''Ne saçmalıyorsun sen Koray? Ne evi, ne dönmesi?'' Heyecanla yerimden kalkmıştım. Artık tek başıma olacaktım. Tek başıma nasıl bununla başa çıkabilirdim ki?
''Ne yapacağız? Bir şey yapmamız lazım.'' dedim Koray'a. Koray odada dönüp durmaya başladı. Bir anda ''Yazlık!'' dedi. Ona şaşkınlıkla baktım.
''Anneannemlerin Kuşadası'ndaki yazlığına gidebiliriz.'' dedi. Anneannem ve dedem yıllar önce vefat ettiği için anneme bıraktıkları yazlığa kimse gitmiyordu.
''Sen deli misin? O yazlığı kimse kullanmıyor. İzin verirler mi sence?'' diye çıkıştım ona.
''Bunu bana bırak.'' dedi gülümseyerek ve telefonunda birkaç yeri tuşladıktan sonra telefonu kulağına götürdü.
''Biliyorsunuz değil mi? Tatilimizi zehir ettiniz. Bizi o kadar heveslendirdikten sonra evcil hayvanmış gibi apartman dairesine kapatacaksınız öyle mi?'' Koray düşündüğümden daha akıllıydı. Annem Koray'ın doğururken çok zorlanmış ve az kalsın onu kaybedecekmiş. Bu yüzden annem Koray'ın bir mucize olduğuna inanıyor ve ne isterse yapmaya çalışıyordu. Annemin iyi niyetini kötüye kullanmış oluyorduk fakat bunu yapmak zorundaydık. Olanları bilmemeleri gerekiyordu ve bizim de daha rahat hareket edebileceğimiz bir alana ihtiyacımız vardı.
''Beni ne mi mutlu eder?
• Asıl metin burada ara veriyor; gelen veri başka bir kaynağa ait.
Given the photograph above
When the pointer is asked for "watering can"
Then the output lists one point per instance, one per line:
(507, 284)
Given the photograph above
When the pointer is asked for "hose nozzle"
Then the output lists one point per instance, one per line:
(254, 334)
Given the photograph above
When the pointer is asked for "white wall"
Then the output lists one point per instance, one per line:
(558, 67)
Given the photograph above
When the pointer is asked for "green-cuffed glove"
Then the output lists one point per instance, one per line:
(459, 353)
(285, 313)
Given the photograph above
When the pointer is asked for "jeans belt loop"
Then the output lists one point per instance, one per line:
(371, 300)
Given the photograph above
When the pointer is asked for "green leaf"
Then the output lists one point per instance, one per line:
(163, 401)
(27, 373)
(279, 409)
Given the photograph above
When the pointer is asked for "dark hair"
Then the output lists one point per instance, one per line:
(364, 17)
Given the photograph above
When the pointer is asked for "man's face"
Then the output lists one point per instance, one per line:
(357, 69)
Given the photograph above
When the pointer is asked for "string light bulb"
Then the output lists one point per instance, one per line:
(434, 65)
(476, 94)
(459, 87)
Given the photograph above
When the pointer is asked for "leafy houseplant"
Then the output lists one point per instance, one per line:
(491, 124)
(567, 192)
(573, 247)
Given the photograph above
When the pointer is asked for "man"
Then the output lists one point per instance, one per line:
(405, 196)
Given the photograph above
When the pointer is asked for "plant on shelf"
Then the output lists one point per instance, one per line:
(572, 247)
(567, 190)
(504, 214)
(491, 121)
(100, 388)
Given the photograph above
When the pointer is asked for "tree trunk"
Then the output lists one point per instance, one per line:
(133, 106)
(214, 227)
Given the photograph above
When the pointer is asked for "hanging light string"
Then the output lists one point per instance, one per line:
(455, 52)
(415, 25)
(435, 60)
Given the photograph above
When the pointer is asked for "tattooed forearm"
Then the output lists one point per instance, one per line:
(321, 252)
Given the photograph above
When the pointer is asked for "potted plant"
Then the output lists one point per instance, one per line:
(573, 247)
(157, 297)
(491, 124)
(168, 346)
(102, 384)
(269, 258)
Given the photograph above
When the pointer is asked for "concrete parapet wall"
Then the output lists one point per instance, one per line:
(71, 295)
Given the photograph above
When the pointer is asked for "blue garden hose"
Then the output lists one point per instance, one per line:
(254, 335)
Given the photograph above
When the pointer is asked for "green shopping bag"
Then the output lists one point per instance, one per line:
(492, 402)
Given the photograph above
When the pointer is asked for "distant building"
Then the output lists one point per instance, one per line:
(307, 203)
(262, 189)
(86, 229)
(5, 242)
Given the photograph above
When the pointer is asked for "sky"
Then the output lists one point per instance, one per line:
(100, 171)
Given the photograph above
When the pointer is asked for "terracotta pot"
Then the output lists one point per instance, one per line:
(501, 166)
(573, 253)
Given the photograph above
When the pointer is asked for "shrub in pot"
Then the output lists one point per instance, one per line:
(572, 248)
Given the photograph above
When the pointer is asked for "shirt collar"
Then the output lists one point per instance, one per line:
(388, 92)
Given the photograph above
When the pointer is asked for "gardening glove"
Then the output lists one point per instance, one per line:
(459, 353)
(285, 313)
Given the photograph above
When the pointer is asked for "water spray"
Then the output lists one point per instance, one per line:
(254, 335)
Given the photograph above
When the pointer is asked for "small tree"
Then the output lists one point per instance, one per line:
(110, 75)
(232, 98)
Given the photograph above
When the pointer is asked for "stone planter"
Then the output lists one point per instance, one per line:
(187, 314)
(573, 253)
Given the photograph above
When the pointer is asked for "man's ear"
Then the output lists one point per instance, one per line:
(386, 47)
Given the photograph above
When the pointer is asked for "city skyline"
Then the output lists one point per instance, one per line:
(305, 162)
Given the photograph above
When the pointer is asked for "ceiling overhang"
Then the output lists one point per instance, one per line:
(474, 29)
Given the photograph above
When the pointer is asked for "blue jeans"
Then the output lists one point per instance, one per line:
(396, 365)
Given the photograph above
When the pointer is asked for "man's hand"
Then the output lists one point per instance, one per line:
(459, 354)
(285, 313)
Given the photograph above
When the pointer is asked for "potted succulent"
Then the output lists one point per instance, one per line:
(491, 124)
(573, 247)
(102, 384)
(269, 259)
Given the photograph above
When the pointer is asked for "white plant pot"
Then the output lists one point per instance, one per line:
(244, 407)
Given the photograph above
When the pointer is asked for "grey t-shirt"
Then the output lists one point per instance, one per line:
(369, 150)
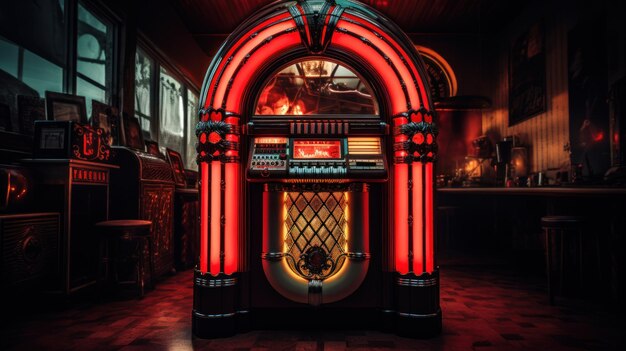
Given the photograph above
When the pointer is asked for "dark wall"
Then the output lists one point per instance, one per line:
(463, 53)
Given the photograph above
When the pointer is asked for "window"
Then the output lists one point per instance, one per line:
(33, 39)
(171, 112)
(144, 67)
(31, 74)
(165, 105)
(192, 120)
(94, 48)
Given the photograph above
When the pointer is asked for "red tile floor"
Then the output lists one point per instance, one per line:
(485, 307)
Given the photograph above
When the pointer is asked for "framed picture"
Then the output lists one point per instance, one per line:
(5, 118)
(101, 117)
(29, 110)
(527, 75)
(176, 162)
(66, 107)
(52, 139)
(132, 136)
(152, 147)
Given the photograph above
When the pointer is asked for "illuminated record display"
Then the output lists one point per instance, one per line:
(316, 149)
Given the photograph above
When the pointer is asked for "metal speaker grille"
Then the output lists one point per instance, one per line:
(315, 220)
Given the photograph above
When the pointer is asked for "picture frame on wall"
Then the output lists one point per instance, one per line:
(152, 147)
(178, 167)
(527, 75)
(5, 118)
(131, 132)
(102, 117)
(66, 107)
(29, 109)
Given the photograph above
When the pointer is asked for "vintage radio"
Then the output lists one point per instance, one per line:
(347, 158)
(68, 139)
(29, 248)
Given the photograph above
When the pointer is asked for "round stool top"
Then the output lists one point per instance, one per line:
(561, 221)
(447, 208)
(124, 223)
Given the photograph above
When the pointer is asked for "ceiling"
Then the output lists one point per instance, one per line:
(210, 21)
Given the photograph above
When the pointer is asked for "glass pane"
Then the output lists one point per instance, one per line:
(145, 126)
(91, 92)
(41, 74)
(143, 83)
(8, 57)
(93, 64)
(171, 112)
(38, 26)
(311, 87)
(192, 120)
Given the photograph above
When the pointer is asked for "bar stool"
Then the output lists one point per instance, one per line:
(123, 242)
(446, 213)
(559, 228)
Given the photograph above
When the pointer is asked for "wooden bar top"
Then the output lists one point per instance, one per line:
(539, 191)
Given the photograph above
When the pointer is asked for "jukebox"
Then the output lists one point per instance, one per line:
(316, 144)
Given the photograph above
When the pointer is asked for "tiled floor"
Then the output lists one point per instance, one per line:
(484, 308)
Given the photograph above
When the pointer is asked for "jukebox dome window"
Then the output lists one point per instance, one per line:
(316, 87)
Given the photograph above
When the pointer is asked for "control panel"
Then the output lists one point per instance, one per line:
(314, 158)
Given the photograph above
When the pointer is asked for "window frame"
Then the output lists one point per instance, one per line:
(109, 17)
(160, 60)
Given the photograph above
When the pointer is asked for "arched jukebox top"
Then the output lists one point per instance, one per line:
(304, 38)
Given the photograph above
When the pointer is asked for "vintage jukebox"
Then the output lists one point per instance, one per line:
(316, 144)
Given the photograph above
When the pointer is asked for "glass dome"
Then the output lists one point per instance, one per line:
(316, 87)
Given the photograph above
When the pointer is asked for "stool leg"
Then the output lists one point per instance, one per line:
(581, 258)
(150, 262)
(140, 267)
(548, 264)
(562, 266)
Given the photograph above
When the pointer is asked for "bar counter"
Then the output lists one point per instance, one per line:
(508, 220)
(542, 191)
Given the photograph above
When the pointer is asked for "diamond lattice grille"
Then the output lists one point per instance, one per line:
(315, 220)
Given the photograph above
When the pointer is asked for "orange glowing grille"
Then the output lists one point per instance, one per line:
(315, 220)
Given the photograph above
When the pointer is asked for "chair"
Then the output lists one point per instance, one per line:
(559, 232)
(446, 216)
(123, 242)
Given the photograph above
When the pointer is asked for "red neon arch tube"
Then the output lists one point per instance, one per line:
(214, 250)
(204, 217)
(430, 247)
(231, 211)
(418, 218)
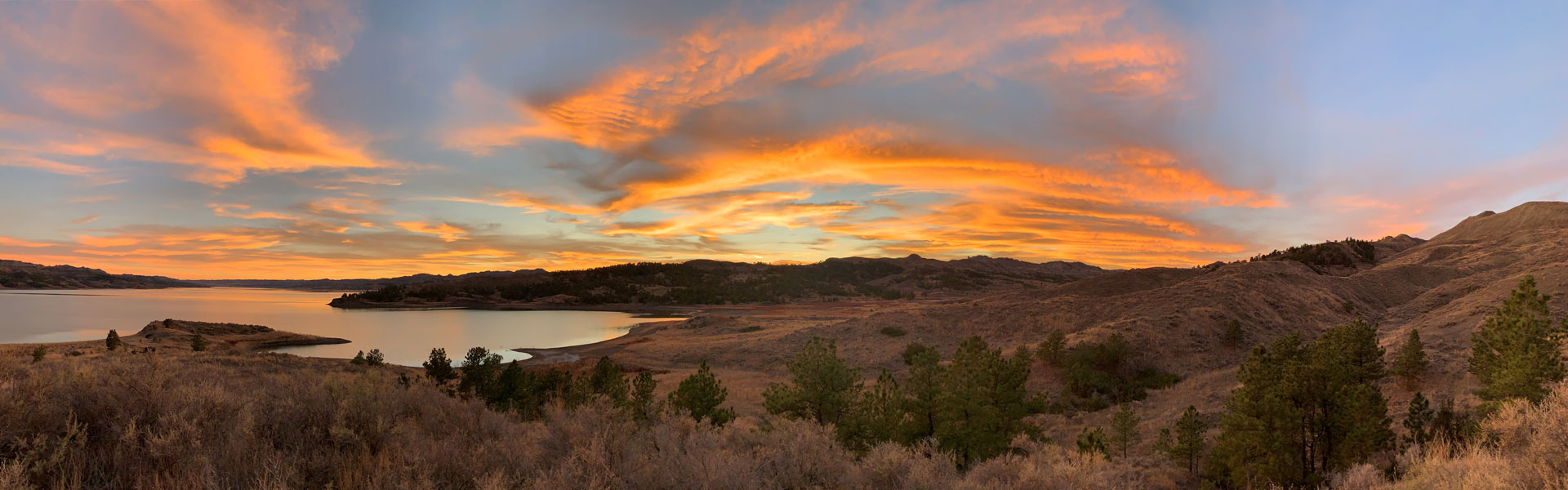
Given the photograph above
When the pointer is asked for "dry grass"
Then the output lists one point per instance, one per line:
(1528, 449)
(276, 421)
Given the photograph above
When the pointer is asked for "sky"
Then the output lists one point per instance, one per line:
(376, 139)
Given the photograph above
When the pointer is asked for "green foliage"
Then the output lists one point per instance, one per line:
(1104, 374)
(1418, 421)
(983, 401)
(1305, 410)
(690, 283)
(1123, 429)
(1189, 443)
(700, 396)
(1410, 360)
(1233, 335)
(480, 369)
(877, 416)
(1053, 347)
(439, 368)
(822, 387)
(608, 382)
(642, 403)
(1094, 442)
(1518, 349)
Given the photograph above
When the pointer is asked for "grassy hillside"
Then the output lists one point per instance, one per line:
(720, 283)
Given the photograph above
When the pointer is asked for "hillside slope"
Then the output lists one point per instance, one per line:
(25, 275)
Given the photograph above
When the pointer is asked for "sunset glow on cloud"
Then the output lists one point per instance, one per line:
(339, 139)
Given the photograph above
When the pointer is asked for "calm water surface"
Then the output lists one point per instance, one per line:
(405, 336)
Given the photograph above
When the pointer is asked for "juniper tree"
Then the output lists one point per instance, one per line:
(700, 396)
(1233, 335)
(439, 368)
(1518, 349)
(1418, 421)
(1123, 429)
(1094, 442)
(608, 382)
(1410, 360)
(821, 390)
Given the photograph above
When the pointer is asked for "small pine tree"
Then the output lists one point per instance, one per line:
(1053, 347)
(608, 382)
(439, 368)
(821, 390)
(1094, 442)
(1233, 335)
(1189, 440)
(1123, 429)
(644, 406)
(1410, 360)
(700, 396)
(1418, 421)
(375, 357)
(1517, 352)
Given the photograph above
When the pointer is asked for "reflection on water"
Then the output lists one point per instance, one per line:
(405, 336)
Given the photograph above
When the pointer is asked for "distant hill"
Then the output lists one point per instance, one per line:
(24, 275)
(354, 285)
(720, 283)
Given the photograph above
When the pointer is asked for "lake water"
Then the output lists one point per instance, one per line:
(403, 335)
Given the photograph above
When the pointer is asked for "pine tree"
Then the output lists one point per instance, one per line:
(877, 415)
(480, 368)
(821, 390)
(439, 368)
(1517, 350)
(983, 403)
(608, 382)
(1094, 442)
(1053, 347)
(1410, 360)
(1189, 443)
(700, 396)
(1418, 421)
(644, 406)
(921, 393)
(1123, 429)
(1324, 394)
(1233, 335)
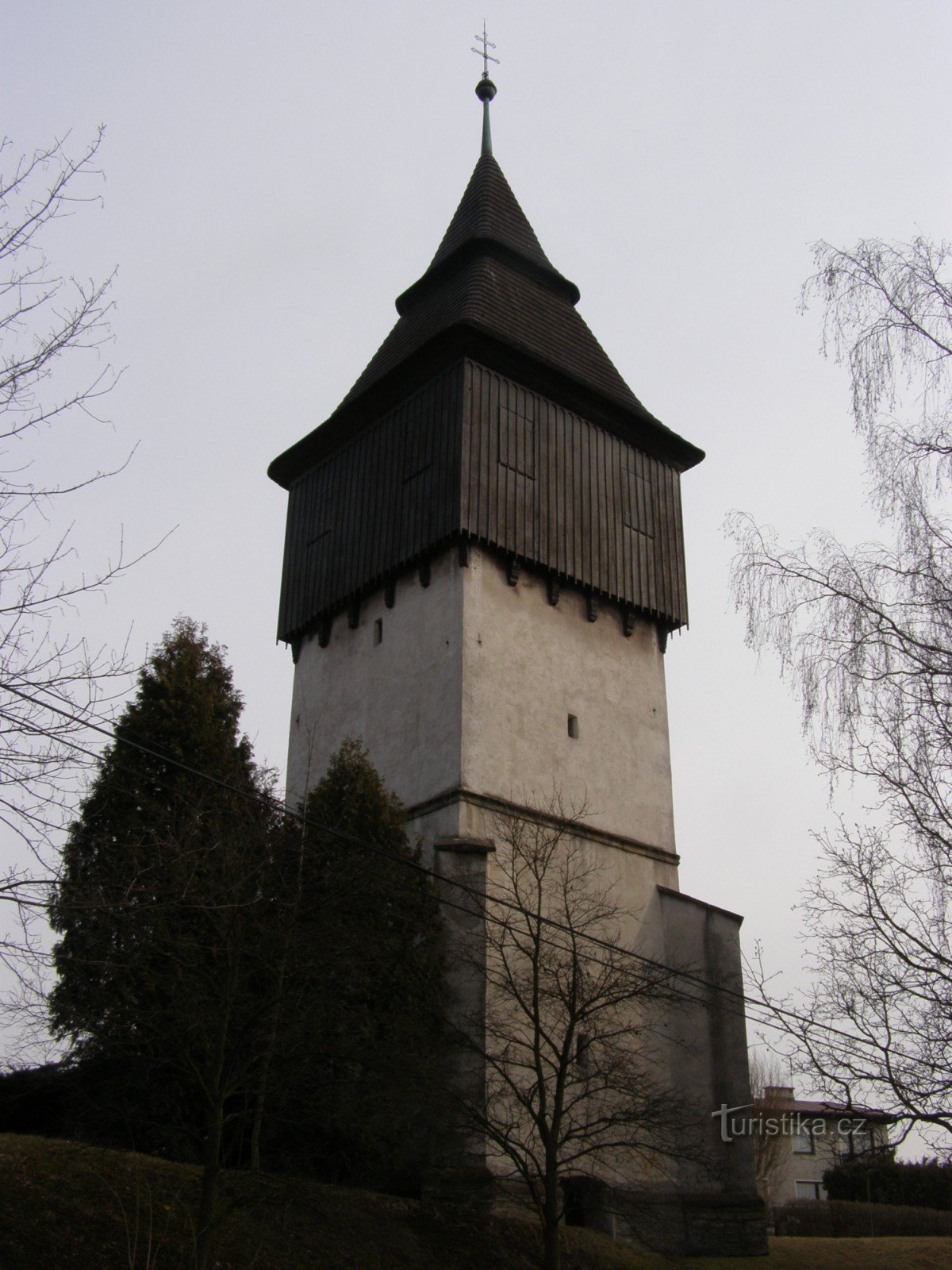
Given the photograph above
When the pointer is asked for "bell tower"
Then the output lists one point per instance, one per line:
(482, 564)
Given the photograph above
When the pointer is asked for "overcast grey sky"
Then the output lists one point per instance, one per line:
(273, 179)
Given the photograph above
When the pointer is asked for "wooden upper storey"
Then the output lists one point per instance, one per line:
(476, 456)
(489, 413)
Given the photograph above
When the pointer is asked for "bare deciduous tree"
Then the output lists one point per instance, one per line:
(52, 374)
(865, 635)
(768, 1091)
(570, 1041)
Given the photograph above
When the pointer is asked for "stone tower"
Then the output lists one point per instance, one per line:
(484, 560)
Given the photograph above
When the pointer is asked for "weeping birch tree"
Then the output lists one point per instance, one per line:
(863, 634)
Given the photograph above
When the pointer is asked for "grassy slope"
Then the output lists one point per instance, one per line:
(63, 1206)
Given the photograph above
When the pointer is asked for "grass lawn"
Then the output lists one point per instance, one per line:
(65, 1206)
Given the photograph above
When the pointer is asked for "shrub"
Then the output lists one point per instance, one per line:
(927, 1184)
(850, 1219)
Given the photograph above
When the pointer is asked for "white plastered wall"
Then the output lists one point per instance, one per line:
(527, 666)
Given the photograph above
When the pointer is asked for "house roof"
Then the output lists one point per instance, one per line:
(777, 1098)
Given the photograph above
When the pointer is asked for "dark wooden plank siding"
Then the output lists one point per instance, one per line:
(374, 505)
(585, 505)
(479, 455)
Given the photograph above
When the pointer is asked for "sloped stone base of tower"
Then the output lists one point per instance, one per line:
(692, 1226)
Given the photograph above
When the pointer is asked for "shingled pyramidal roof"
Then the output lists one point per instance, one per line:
(490, 286)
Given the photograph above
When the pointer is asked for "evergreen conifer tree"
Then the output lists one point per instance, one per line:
(362, 1051)
(165, 912)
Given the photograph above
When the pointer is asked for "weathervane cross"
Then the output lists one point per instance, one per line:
(486, 51)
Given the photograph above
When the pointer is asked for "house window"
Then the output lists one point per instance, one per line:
(809, 1191)
(804, 1142)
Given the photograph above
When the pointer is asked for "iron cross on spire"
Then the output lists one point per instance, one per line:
(486, 51)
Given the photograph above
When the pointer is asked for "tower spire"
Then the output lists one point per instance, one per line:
(486, 89)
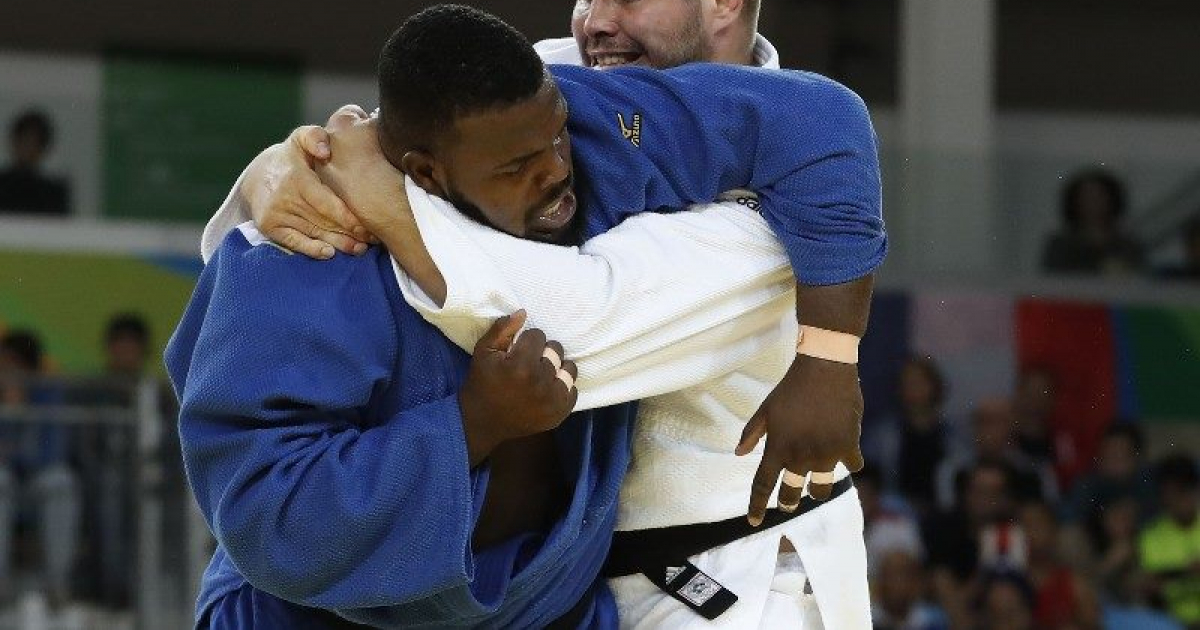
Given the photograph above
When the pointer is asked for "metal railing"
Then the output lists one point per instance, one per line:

Yazlığa gönderin bizi. Hem Yağmur ve Emre de orada yaşıyor. Bari onlarla vakit geçirelim.'' Tırnaklarımı kemirmeye başladım. Koray'ın yüz ifadesi birden değişti ve bana göz kırptı. Oldu bu iş.
''Hallettim.'' dedi.
Sıla'ya kısa bir mesaj atıp Çınar'ı bulmak için otelde gezinmeye başladım. Çınar aramalarıma cevap vermiyordu. Odasında olmadığını fark edince restoran kısmına indim. Dikkatlice baktığımda onu gördüm. Ece ile birlikte. El ele. Daha doğrusu, Ece ona bir şeyler söylerken ellerine dokunuyor ve Çınar da bundan rahatsız olmuyordu. Oradan uzaklaşıp Sıla'yı buldum.
''Evet bebeğim. Ne yapıyoruz?'' dedi Sıla. Az önce gördüklerimi düşünmemeye ve Sıla'ya belli etmemeye çalışarak ''Biz gitmek zorundayız.'' bu sırada Sıla'nın hemen arkasından Kuthan geldi.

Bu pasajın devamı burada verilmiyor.